New teaching qualifications for faculty to be initiated in June


A new teaching qualification policy will be implemented at Central Michigan University starting June 2017, Provost Michael Gealt announced at the Academic Senate meeting on Tuesday afternoon.

According to Gealt, under the “Teaching Faculty Qualifications Policy and Procedures” standards, faculty at CMU will need to either have a master’s degree or higher in their teaching discipline or subfield, or a master's degree or higher with 18 credits in the discipline they are teaching to be an eligible educator.

“This makes sure faculty are experts in their subject matter,” Gealt said.

The policy states faculty need to complete an academic program in the field, or subfield they teach or develop curriculum in, containing coursework of at least one academic level above the courses being taught.

This means faculty teaching undergraduate courses need a master’s degree in their field, and faculty teaching Master’s level graduate courses need a terminal degree and a record of research, scholarship or achievement.

The policy also states that in appropriate disciplines experienced-based qualifications will suffice in lieu of academic requirements, as long as the faculty aren’t teaching University Program courses or medical courses within the College of Medicine.

Vice Provost Claudia Douglass said the experienced-based clause is necessary, because several degree programs value experience as a source of knowledge — such as American Sign Language and Physical Education — and post-graduate degrees are uncommon for some fields.

Qualifications are an issue for a lot of institutions, Gealt said. These policy changes ensure that faculty members are appropriately credentialed to teach the courses they are assigned.

The qualification policy will apply to all instructors, both fixed-term and tenured, with primary responsibilities in teaching and developing curriculum. The terms do not apply to graduate teaching assistants, because they are in current pursuit of a higher education.

However, the policy does state that CMU must provide graduate students who teach undergraduates training and supervision.

The new policy must be in effect when the Higher Learning Commission reviews and assesses CMU in the 2019-20 academic year. Gealt explained that the HLC is the largest regional degree-granting institution accreditor, and its review determines federal funding received by the university.

Douglass said, “quality teaching is priority, and CMU has always been dedicated to hiring exceptional faculty.”

She explained that the qualification policy is being implemented so the university can provide documentation to HLC for the upcoming assessment. Although the policy is new, she said CMU has been practicing the same standards for a long time.

“There is no intention, or expectation, for faculty changes (as a result of this policy),” she said.

Gealt said academic departments can apply and approve exceptions if a faculty member does not meet the new academic or experience-based qualifications.

The policy states exception cases must be presented to the college dean, after the affiliated department chair provides the dean with evidence and an explanation of person’s qualifications. College deans are responsible for allowing and documenting all faculty exceptions made in their college.

At the meeting, the senate also approved the development of a new master’s program — Master of Entrepreneurial Transactions.

However, the program still needs to be approved by the State of Michigan before being added to the graduate student bulletin. If approval is granted, the program could be implemented by 2018.

Additionally, the senate approved wording changes in the Special Topics Courses policy — a 17-year-old document — to clarify confusion caused by the language.

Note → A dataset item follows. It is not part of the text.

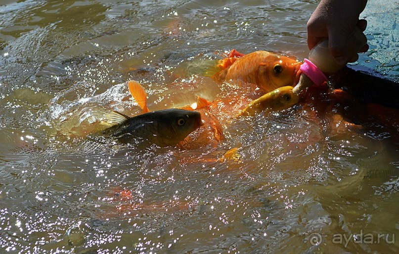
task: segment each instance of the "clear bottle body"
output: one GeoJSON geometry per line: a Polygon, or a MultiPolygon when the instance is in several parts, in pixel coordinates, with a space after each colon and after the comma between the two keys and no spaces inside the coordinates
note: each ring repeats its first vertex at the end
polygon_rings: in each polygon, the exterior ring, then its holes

The special topics policy now defines that no more than half of the credits students receive for their major and minor can be titled “studies, topics, issues and workshops.” The senate also agreed to incorporate graduate students into the guidelines as well, because special topics courses apply to both undergraduate and graduate student’s curriculum.

The senate also announced plans to change the name of the department of Foreign Languages, Literatures and Cultures to the department of World Languages and Cultures. Any objections to the name change must be submitted to the senate office by Feb. 7.